Los medios de cultivo basales WV5 y DCR, no presentan diferencias en la mayoría de los micronutrientes, con la salvedad que el segundo contiene níquel, mayor concentración de manganeso y cinco veces menor cantidad de boro, elemento este muy importante en el desarrollo del pino, en lo que respecta a división celular y la síntesis y transporte de sacarosa (Araujo, 1995). Con respecto a los macroelementos, el WV5 tiene una mayor concentración. Se destaca la mayor provisión de potasio (que actúa en la síntesis de hidratos de carbono), nitrógeno (esencial para las proteínas) y magnesio (componente de la clorofila). Siguiendo estos indicadores, es probable que para aumentar la longitud de los brotes de pino, se requieran mayores concentraciones de nutrientes, sobre todo nitrógeno. Probablemente las respuestas se asociaron a las distintas concentraciones de elementos específicos, la relación entre diferentes componentes del medio de cultivo o los distintos compuestos orgánicos utilizados. En este sentido, Nandwani et al. (2001) afirmaron que para la elongación, son importantes las concentraciones de sales, pero en el medio de cultivo de inducción previo, más que en el medio de cultivo de elongación, haciendo énfasis en el nitrógeno reducido y el calcio como elementos beneficiosos.

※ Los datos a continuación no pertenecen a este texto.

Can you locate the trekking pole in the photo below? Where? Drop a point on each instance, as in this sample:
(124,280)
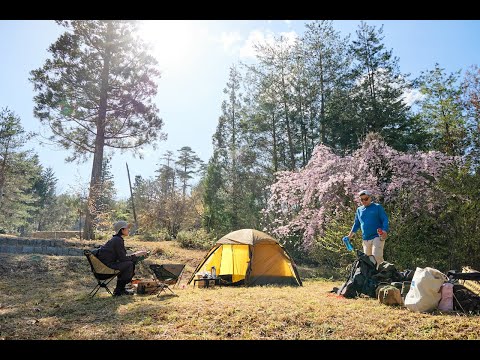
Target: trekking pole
(348,244)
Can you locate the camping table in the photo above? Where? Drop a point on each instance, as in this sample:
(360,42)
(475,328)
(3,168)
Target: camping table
(206,282)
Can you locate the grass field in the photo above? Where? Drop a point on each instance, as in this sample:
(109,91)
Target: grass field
(46,297)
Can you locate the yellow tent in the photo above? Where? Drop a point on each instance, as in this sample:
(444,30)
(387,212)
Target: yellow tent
(250,257)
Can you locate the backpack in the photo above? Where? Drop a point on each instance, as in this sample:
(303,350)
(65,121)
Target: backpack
(390,295)
(360,279)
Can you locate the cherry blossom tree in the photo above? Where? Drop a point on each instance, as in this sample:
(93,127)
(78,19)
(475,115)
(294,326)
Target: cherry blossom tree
(307,201)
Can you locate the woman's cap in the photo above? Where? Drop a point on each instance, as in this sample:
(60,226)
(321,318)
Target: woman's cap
(120,225)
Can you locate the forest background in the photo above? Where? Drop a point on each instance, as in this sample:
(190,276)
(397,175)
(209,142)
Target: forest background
(301,130)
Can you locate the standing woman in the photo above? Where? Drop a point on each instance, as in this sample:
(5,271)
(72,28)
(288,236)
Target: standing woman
(372,219)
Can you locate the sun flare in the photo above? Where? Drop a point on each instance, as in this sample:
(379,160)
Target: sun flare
(173,41)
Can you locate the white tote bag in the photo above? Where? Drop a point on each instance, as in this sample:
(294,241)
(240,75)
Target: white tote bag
(424,293)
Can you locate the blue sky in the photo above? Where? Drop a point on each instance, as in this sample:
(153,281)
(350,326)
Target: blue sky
(195,57)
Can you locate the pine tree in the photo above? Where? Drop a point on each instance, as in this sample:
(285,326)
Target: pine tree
(97,92)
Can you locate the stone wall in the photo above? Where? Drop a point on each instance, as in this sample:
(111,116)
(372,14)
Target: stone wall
(55,234)
(17,245)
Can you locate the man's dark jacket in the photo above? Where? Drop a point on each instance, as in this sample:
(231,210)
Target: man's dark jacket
(114,251)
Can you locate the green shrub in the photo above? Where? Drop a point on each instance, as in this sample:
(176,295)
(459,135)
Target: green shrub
(195,239)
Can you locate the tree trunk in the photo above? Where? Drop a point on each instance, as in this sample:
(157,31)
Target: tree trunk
(96,176)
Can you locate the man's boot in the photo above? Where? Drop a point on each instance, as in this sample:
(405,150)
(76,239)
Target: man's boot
(120,289)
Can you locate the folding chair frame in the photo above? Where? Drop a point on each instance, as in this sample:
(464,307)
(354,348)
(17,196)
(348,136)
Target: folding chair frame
(103,274)
(164,276)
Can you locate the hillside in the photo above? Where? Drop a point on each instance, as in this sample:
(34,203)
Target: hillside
(46,297)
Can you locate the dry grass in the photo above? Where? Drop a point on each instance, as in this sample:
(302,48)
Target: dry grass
(46,297)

Además, se constató que el 7 1 % de los brotes in vitro en el medio de cultivo DCR mostraron un nuevo brote axilar y solo el 30% con el WV5 lo cual pudo haber tenido un efecto en los resultados alcanzados respecto de la longitud del brote. El hecho de haber logrado mejores resultados con el medio de cultivo basal WV5 coincide con lo que detalla Coke (1996) en su patente quien obtuvo los mejores valores de longitud de brote en este medio de cultivo en comparación con el MS (Murashige y Skoog, 1962), el SH (Schenk y Hildebrandt, 1972), el GD (Gresshoff y Doy, 1972), el GD mod (Mehra-Palta et al., 1978), LP (Aitken et al., 1986) y el DCR (Gupta y Durzan, 1985). Este autor realizó la evaluación después de 6 semanas de cultivo con 60 µmol m -2 s -1 de intensidad lum ínica, 25±2ºC y 16 h de fotoperíodo, y obtuvieron brotes de longitud > 20 mm para pasar a enraizamiento ex vitro;mientras que con 8 semanas de cultivo obtuvieron brotes de 38 mm. También Francisdo de Oliveira et al. (2011) en su trabajo destacan que los mejores resultados para la elongación fueron alcanzados con el medio de cultivo WV5 con un 85.2% de elongación de los brotes in vitro.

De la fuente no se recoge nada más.